Despite the Syrian government’s blanket denials of involvement, 13 countries, mostly in Europe but including the United States, Japan and Turkey, expelled Syria’s diplomats. Even Russia, hitherto protective of an old client state, joined other Security Council members in denouncing the attack, though its diplomats shied away from directly assigning blame. Kofi Annan, the joint UN-Arab League envoy and sponsor of a six-point peace plan, flew to Damascus to plead with President Bashar Assad to uphold the ceasefire ostensibly in place since April.

Despite mounting opprobrium and stiff international sanctions, Syria is trapped in a grisly stalemate. Loyalist forces wield far greater firepower than the ragtag rebel bands of the Free Syrian Army. Mr Assad’s exiled foes remain divided, unable to channel a significant flow of arms or aid into the country. Syria’s economy is at a standstill, paralysed by fuel shortages and the splintering of the country into a patchwork of semi-autonomous fiefs, where government control is often exercised only sporadically, at gunpoint. But Mr Assad’s regime can still pay its men and enjoys backing from allies such as Iran.

Even so, close observers detect signs that Mr Assad’s hold is fraying at an accelerating pace. The regime can no longer point to the relative calm that prevailed until recently in the centre of Syria’s two biggest cities, Damascus and Aleppo. Bombings of security installations and night-time gun battles have become frequent in those places. Demonstrations have grown in size, frequency and boldness. Assassinations of security officers are going unreported. In response to the Houla massacre, shopkeepers across much of central Damascus put up their shutters. “The symbolic power of this should not be underestimated,” says an influential analyst recently in the capital. “The regime has always regarded its alliance with the Damascene merchant class as vital,” he says. “That is now gone.”

 

 

Moreover, two tactics adopted by the regime, which is dominated by members of the minority Alawite sect, appear to be failing. One has been to stoke sectarian tension by provoking fears among Syria’s many minorities of a backlash by extremists within the Sunni majority. Yet, despite occasional revenge attacks on Alawites and the spread of radical jihadism among some Sunnis, Syrian society has so far remained fairly cohesive. Alawite settlements that could be vulnerable have not been attacked, and the opposition has tried to maintain the rhetoric of inclusion.
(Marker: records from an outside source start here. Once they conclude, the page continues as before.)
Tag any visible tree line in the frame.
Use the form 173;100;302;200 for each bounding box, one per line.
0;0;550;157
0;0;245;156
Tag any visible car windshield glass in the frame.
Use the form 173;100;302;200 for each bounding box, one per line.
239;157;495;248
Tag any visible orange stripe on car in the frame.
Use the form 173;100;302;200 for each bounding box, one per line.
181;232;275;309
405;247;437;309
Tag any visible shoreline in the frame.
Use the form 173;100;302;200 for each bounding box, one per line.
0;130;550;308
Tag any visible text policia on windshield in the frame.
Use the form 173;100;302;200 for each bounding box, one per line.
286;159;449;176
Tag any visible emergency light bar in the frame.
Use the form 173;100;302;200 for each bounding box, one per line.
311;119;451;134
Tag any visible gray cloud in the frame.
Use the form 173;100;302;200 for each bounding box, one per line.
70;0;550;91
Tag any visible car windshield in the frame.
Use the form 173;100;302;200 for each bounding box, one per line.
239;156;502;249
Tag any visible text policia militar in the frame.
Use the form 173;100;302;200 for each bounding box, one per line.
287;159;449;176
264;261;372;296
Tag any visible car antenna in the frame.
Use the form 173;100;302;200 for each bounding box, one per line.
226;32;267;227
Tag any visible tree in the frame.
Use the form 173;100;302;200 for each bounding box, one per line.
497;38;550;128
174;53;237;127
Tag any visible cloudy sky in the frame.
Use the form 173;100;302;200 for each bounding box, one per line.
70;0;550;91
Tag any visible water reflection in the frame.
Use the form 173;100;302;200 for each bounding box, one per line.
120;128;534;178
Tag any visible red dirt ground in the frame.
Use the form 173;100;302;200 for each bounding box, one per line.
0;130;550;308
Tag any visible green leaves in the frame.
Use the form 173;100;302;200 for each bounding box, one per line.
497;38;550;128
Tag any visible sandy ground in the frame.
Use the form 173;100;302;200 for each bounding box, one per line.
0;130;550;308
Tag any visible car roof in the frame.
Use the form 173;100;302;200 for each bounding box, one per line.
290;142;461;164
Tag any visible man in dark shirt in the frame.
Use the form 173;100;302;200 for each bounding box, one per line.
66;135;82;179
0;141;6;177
The other tactic, ramping up violence to provoke an armed response that would undermine the opposition’s claim to be peaceful, has similarly reached the limit of its effectiveness. The rebels’ resort to arms did at first alienate many Syrians who wanted the uprising to stay wholly peaceful, but the violence has reached a scale where the state can impose its will only by being even more brutal. “Events like Houla are not signs of strength but of weakness,” says the analyst. “It just makes clear that the regime has run out of other options.”